[XML-SIG] xmlproc bug ?
Martin v. Loewis
martin@loewis.home.cs.tu-berlin.de
Thu, 6 Sep 2001 16:46:34 +0200
> Is the following behaviour a well known feature or a bug (or me deeply
> misunderstanding SAX)? It looks like xmlproc's Sax2 driver won't produce
> UTF-8 encoded text when parsing a iso-8859-1 encoded file.
>
> The attached file demonstrates this. I tested it on python 1.5.2 and
> 2.1.1, using PyXML 0.6.6.
>
> I'll register this in the bugtracker if it turns out to be a bug.
I think I got the full story now. xmlproc, in principle, was capable
of performing charset conversions itself. However,
1. To do so, one had to call set_data_charset on the parser. The SAX
driver doesn't, you'll have to add
parser.set_data_charset("utf-8")
into drv_xmlproc.XmlprocDriver.parse.
2. Once you do so, xmlproc will try to perform conversions. In 0.6.6,
this fails, because of the comment in xmlproc.charconv:
# UTF-8 stuff disabled due to total lack of speed
If you enable the lines below that comment, the parser will attempt
charset conversion, but it will indeed slow down significantly.
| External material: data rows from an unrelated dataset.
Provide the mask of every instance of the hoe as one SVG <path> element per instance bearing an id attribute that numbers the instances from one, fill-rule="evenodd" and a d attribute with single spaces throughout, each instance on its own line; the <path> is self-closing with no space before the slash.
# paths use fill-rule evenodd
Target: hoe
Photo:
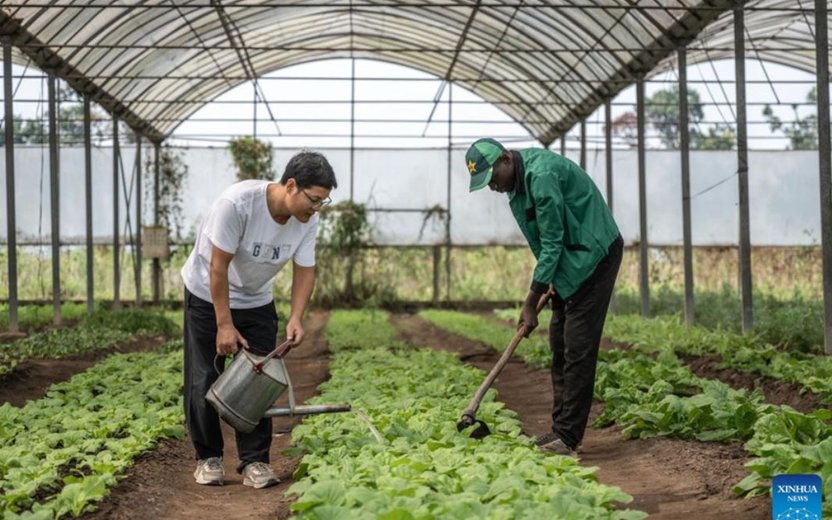
<path id="1" fill-rule="evenodd" d="M 546 293 L 541 298 L 540 301 L 537 302 L 537 313 L 540 314 L 540 311 L 543 310 L 543 307 L 549 302 L 549 298 L 552 296 L 552 293 Z M 511 338 L 511 342 L 506 347 L 503 354 L 500 356 L 500 359 L 497 360 L 497 363 L 494 365 L 494 368 L 491 369 L 491 372 L 485 377 L 485 380 L 482 382 L 480 387 L 477 389 L 477 393 L 474 394 L 474 397 L 471 399 L 471 402 L 468 403 L 468 408 L 462 412 L 462 419 L 458 423 L 456 423 L 456 429 L 458 431 L 462 431 L 469 426 L 473 426 L 474 424 L 477 425 L 474 428 L 474 431 L 471 432 L 472 439 L 482 439 L 483 437 L 487 437 L 491 435 L 491 430 L 488 428 L 488 425 L 485 424 L 484 421 L 477 419 L 477 409 L 480 407 L 480 401 L 485 396 L 485 393 L 494 383 L 494 380 L 497 379 L 497 376 L 500 375 L 500 372 L 503 371 L 503 367 L 506 366 L 508 363 L 509 358 L 514 351 L 517 349 L 517 345 L 520 344 L 520 341 L 526 336 L 526 326 L 523 325 L 522 327 L 517 329 L 517 332 L 514 334 L 514 337 Z"/>

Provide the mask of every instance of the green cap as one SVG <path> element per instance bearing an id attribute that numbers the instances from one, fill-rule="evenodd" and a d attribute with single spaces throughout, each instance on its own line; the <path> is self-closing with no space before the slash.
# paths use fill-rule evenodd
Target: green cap
<path id="1" fill-rule="evenodd" d="M 471 174 L 468 191 L 485 188 L 491 182 L 491 170 L 506 149 L 491 138 L 477 139 L 465 152 L 465 167 Z"/>

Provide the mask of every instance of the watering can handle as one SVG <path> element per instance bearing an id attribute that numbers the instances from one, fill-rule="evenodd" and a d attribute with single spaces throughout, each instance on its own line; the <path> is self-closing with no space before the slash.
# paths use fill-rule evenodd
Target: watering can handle
<path id="1" fill-rule="evenodd" d="M 283 343 L 281 343 L 280 345 L 275 347 L 274 350 L 269 352 L 268 355 L 262 359 L 262 361 L 260 361 L 256 365 L 254 365 L 254 371 L 257 372 L 257 373 L 262 372 L 263 371 L 263 365 L 268 363 L 271 358 L 273 358 L 273 357 L 282 358 L 283 356 L 288 354 L 289 351 L 292 350 L 292 347 L 294 347 L 294 346 L 295 346 L 295 342 L 292 341 L 291 339 L 287 339 L 286 341 L 284 341 Z"/>

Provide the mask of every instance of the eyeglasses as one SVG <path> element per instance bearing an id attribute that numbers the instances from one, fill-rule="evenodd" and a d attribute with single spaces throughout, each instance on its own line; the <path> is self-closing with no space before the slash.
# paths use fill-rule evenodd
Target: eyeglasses
<path id="1" fill-rule="evenodd" d="M 309 199 L 309 202 L 310 202 L 310 203 L 312 203 L 312 207 L 313 207 L 313 208 L 322 208 L 322 207 L 324 207 L 324 206 L 329 205 L 329 204 L 332 202 L 332 199 L 331 199 L 331 198 L 329 198 L 329 197 L 327 197 L 327 198 L 325 198 L 325 199 L 316 199 L 315 197 L 310 197 L 310 196 L 309 196 L 309 194 L 308 194 L 308 193 L 306 193 L 306 190 L 302 189 L 302 190 L 300 190 L 300 191 L 301 191 L 304 195 L 306 195 L 306 198 L 307 198 L 307 199 Z"/>

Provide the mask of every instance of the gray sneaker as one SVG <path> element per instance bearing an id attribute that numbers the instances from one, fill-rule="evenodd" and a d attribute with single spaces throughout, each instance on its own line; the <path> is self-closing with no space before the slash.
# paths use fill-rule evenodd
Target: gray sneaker
<path id="1" fill-rule="evenodd" d="M 243 485 L 254 489 L 274 486 L 280 482 L 272 468 L 265 462 L 252 462 L 243 469 Z"/>
<path id="2" fill-rule="evenodd" d="M 537 447 L 540 448 L 542 451 L 547 451 L 549 453 L 556 453 L 558 455 L 565 455 L 567 457 L 577 458 L 578 454 L 566 445 L 563 440 L 555 435 L 554 433 L 547 433 L 542 437 L 535 440 L 535 444 Z"/>
<path id="3" fill-rule="evenodd" d="M 223 479 L 225 479 L 225 468 L 222 467 L 222 459 L 219 457 L 209 457 L 198 460 L 196 463 L 196 471 L 194 471 L 194 478 L 197 484 L 222 486 Z"/>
3. The parser instantiates the conversion function only after it has
seen the encoding= attribute. In your example, it has already
converted the first chunk of data using the old converter (identity
conversion), and it fails to convert rest of this chunk using the
new converter. As a result, it will still pass those data as
Latin-1 to the application.
So in short, it doesn't work at all.
4. In the CVS, the Unicode API is used where available. For that, care
was taken to convert the rest of the data once the encoding has
been detected. That's why it 'works' with Py 2.1 and the CVS xmlproc.
5. In the process of integrating Unicode, it was considered pointless
to allow accented characters in elements if Unicode is not
available. Those accented characters would have been good only if
the input is Latin-1, and only if conversion to UTF-8 is not
performed. They also constitute only a small subset of the legal
NCName characters. As a result, names are now restricted to ASCII
letters in CVS PyXML. In turn, your document is rejected with the
CVS PyXML on Py 1.5.2.
Hope this clarifies it. If you think anything should be done about it,
I can assist in drafting a patch - although I won't attempt to create
one myself.
Regards,
Martin